¿Qué podrían estar diciéndote tus despertares a las 3 de la mañana?
Tras meses registrando estos despertares, muchas personas notan un patrón. Suelen ocurrir después de días particularmente estresantes, noches pasadas en el móvil o momentos en los que se ha ignorado la necesidad de descansar.
La ciencia lo confirma. El estrés provoca un aumento de los niveles de cortisol, lo que puede afectar a la capacidad de conciliar y mantener el sueño. Pero no se trata solo del estrés. Estas interrupciones matutinas también pueden indicar:
Falta de sueño: Si no descansas lo suficiente con regularidad, tu cuerpo se adapta, a menudo alterando la forma en que pasas por las fases del sueño.

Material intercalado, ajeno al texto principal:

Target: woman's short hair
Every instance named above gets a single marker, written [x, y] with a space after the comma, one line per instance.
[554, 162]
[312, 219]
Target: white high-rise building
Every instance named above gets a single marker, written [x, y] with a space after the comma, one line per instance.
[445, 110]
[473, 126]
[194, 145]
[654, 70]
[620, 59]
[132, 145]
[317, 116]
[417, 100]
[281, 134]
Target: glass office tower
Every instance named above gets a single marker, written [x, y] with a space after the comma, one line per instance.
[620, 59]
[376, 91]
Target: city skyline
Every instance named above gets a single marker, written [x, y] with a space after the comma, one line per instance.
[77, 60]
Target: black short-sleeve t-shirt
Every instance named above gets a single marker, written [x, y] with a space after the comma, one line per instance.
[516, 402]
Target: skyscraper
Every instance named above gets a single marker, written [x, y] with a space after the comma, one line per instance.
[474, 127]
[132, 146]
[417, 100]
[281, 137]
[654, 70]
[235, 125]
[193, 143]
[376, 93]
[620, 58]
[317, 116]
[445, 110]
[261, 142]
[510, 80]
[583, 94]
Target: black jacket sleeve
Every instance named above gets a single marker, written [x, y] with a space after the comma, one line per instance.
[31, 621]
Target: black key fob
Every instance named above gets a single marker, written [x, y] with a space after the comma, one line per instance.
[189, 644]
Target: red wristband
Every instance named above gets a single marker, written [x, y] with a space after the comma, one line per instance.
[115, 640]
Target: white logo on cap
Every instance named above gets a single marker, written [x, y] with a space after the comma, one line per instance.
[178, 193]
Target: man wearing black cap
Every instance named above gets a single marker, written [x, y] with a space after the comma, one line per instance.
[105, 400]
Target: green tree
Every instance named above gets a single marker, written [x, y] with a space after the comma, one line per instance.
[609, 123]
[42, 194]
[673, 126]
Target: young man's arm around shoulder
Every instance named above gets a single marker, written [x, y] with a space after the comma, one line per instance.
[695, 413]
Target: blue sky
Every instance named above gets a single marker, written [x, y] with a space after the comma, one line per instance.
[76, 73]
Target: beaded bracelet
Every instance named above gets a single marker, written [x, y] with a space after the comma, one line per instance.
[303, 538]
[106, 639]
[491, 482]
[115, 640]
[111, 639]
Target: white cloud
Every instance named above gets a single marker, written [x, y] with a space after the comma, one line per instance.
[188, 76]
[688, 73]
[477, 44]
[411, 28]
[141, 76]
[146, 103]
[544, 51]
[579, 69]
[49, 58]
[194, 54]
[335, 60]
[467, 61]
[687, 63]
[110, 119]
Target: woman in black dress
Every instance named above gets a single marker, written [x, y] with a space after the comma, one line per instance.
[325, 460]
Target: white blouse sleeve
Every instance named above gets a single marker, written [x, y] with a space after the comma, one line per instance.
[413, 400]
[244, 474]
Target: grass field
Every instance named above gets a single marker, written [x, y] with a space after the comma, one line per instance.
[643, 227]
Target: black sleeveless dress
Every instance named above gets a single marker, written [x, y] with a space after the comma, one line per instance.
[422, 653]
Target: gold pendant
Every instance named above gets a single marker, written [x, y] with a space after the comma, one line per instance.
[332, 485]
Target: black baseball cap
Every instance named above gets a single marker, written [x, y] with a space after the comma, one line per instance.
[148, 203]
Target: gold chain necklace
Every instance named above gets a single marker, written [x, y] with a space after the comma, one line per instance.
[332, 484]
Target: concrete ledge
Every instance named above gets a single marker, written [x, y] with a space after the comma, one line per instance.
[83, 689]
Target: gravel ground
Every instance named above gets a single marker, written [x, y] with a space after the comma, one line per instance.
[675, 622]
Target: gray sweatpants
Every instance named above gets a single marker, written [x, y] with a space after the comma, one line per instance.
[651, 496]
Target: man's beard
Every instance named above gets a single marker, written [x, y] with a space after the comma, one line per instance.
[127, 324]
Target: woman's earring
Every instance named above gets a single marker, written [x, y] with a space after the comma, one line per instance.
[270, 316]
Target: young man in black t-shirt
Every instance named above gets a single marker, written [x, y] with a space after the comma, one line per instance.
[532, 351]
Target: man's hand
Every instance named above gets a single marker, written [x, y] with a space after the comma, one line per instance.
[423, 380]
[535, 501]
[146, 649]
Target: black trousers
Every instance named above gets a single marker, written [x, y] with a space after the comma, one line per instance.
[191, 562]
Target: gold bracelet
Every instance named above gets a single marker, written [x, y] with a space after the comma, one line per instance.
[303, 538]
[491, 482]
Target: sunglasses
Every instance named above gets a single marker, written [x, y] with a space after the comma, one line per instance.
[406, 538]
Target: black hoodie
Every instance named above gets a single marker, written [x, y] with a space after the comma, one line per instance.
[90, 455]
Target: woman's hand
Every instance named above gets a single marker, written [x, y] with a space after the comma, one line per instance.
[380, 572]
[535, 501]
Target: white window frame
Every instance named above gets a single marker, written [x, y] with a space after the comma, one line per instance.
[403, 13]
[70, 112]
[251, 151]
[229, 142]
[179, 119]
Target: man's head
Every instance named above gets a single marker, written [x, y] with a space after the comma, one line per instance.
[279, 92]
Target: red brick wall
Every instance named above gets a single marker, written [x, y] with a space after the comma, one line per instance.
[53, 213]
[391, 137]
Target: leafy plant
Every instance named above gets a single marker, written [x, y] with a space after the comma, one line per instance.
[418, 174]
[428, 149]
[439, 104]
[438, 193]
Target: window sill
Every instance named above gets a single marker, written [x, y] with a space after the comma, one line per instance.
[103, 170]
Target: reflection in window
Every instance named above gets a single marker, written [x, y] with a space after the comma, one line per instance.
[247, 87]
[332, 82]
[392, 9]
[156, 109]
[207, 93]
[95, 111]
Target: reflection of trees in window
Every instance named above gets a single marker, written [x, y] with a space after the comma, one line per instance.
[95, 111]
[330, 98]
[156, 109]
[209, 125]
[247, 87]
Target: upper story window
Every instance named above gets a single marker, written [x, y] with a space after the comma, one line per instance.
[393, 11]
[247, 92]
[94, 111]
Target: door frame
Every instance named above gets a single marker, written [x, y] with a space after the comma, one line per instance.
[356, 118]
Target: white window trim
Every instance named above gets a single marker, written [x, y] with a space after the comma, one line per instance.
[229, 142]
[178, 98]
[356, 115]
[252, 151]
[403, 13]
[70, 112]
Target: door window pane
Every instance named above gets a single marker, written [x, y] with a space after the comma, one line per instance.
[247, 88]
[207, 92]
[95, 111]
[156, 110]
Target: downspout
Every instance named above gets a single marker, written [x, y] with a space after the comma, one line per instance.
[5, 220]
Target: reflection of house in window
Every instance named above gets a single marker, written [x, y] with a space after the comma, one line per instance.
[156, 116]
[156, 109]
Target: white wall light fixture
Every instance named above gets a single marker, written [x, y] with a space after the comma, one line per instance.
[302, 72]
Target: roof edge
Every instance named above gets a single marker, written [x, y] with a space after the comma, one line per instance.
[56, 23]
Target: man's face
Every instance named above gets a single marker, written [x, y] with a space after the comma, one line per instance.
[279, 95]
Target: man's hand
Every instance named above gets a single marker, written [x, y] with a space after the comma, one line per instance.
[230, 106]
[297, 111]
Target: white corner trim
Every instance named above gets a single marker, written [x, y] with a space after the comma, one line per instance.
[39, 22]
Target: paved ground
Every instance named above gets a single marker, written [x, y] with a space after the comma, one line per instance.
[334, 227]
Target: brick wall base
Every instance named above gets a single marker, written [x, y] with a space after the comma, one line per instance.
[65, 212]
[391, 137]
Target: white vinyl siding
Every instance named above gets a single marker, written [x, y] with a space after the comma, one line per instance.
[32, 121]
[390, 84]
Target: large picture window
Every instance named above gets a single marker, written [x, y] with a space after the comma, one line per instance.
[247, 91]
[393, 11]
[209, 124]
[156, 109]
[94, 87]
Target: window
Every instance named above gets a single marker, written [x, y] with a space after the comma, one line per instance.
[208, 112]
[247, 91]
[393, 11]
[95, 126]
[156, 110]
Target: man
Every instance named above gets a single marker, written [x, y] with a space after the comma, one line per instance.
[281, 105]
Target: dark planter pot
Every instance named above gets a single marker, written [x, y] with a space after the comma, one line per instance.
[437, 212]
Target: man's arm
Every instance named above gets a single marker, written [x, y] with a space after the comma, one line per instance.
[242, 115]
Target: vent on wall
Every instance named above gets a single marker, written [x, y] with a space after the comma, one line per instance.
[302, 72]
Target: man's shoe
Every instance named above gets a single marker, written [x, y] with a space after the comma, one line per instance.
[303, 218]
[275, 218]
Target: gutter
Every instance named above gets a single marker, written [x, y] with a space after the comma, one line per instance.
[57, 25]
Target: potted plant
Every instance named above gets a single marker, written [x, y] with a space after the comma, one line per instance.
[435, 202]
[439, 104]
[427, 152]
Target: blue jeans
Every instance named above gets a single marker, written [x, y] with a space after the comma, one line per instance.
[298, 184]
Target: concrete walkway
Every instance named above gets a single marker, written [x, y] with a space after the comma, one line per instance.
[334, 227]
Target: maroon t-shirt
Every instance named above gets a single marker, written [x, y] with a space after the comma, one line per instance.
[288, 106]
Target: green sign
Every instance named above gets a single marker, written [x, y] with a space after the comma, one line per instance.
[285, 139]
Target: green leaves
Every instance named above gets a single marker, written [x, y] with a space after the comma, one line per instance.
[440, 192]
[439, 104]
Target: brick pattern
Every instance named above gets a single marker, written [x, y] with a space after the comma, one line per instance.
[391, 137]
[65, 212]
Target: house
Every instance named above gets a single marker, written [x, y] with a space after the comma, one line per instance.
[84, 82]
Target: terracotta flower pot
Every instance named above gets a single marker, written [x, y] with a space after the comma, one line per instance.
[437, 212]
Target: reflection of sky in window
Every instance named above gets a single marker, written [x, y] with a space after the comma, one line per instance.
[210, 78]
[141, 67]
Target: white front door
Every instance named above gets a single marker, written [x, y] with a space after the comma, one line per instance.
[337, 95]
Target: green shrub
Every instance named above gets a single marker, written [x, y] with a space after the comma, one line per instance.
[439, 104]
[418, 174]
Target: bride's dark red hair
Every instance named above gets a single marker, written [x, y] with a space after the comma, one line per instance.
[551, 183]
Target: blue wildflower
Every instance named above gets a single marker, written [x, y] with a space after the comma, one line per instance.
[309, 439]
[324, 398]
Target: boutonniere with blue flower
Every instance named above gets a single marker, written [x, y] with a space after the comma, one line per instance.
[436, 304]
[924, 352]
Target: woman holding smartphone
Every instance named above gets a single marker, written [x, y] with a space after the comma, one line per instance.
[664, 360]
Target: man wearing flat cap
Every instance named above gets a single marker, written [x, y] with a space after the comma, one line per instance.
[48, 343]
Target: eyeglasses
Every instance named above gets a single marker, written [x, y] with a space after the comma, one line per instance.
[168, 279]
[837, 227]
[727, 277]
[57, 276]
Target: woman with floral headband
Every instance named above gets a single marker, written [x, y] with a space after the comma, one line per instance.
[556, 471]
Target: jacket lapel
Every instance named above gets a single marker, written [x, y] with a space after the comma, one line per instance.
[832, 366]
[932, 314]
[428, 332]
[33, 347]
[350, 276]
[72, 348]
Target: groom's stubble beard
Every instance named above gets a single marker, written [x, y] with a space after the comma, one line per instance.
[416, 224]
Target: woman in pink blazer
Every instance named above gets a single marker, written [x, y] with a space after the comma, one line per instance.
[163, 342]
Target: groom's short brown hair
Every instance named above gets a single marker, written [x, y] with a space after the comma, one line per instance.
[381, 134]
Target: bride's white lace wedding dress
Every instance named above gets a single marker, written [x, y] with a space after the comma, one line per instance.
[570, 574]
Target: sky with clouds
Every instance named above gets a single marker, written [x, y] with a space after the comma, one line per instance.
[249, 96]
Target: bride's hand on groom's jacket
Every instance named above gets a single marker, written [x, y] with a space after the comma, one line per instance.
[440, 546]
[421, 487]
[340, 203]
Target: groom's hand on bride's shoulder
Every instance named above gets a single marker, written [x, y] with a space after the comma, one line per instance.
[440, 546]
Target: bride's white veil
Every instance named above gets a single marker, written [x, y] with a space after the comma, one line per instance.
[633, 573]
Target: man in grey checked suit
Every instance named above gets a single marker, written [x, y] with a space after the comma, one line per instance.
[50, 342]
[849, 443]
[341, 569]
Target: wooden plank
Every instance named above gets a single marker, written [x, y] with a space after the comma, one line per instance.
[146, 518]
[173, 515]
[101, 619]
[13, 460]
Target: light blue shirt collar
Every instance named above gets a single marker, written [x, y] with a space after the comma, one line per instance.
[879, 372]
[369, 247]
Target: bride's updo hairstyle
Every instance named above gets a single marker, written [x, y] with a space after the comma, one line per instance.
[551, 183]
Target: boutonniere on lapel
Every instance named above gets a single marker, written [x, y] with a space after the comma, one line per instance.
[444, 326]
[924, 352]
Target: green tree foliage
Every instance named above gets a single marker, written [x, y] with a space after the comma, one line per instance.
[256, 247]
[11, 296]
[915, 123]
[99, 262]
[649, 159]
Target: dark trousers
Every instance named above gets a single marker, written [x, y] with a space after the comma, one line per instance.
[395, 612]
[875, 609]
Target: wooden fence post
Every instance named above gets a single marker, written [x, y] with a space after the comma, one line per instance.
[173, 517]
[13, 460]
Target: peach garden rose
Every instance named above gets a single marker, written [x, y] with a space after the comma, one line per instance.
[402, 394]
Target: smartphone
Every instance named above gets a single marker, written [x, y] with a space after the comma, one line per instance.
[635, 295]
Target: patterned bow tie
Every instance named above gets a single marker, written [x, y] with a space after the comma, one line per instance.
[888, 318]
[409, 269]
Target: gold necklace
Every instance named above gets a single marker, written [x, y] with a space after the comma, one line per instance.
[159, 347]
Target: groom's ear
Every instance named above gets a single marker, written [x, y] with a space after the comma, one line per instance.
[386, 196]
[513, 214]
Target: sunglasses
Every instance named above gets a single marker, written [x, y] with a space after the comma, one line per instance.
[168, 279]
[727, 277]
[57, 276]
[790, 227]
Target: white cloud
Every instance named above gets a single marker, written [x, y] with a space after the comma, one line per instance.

Cambios en el azúcar en sangre: Saltarse la cena o comer algo tarde puede alterar los niveles de azúcar en sangre, lo que puede despertarte inesperadamente.
Desajuste del ritmo circadiano: Acostarse demasiado tarde o levantarse demasiado temprano puede desajustar el reloj biológico.
Cambios hormonales: Especialmente durante la menopausia u otras transiciones vitales, los cambios hormonales pueden hacer que el sueño sea impredecible.
El mito de recuperar el sueño perdido
Puedes pensar que puedes solucionarlo durmiendo hasta tarde los fines de semana, pero los estudios demuestran que esta estrategia no siempre funciona. Un estudio reveló que se necesitan hasta cuatro días completos para recuperarse de tan solo una hora de sueño perdido.
En resumen: la constancia importa más que la cantidad. Tu ritmo circadiano necesita regularidad, como un gato que insiste en comer a la misma hora todos los días. Dormir hasta tarde una vez por semana no servirá de mucho si tus horarios de sueño y de despertar son muy irregulares.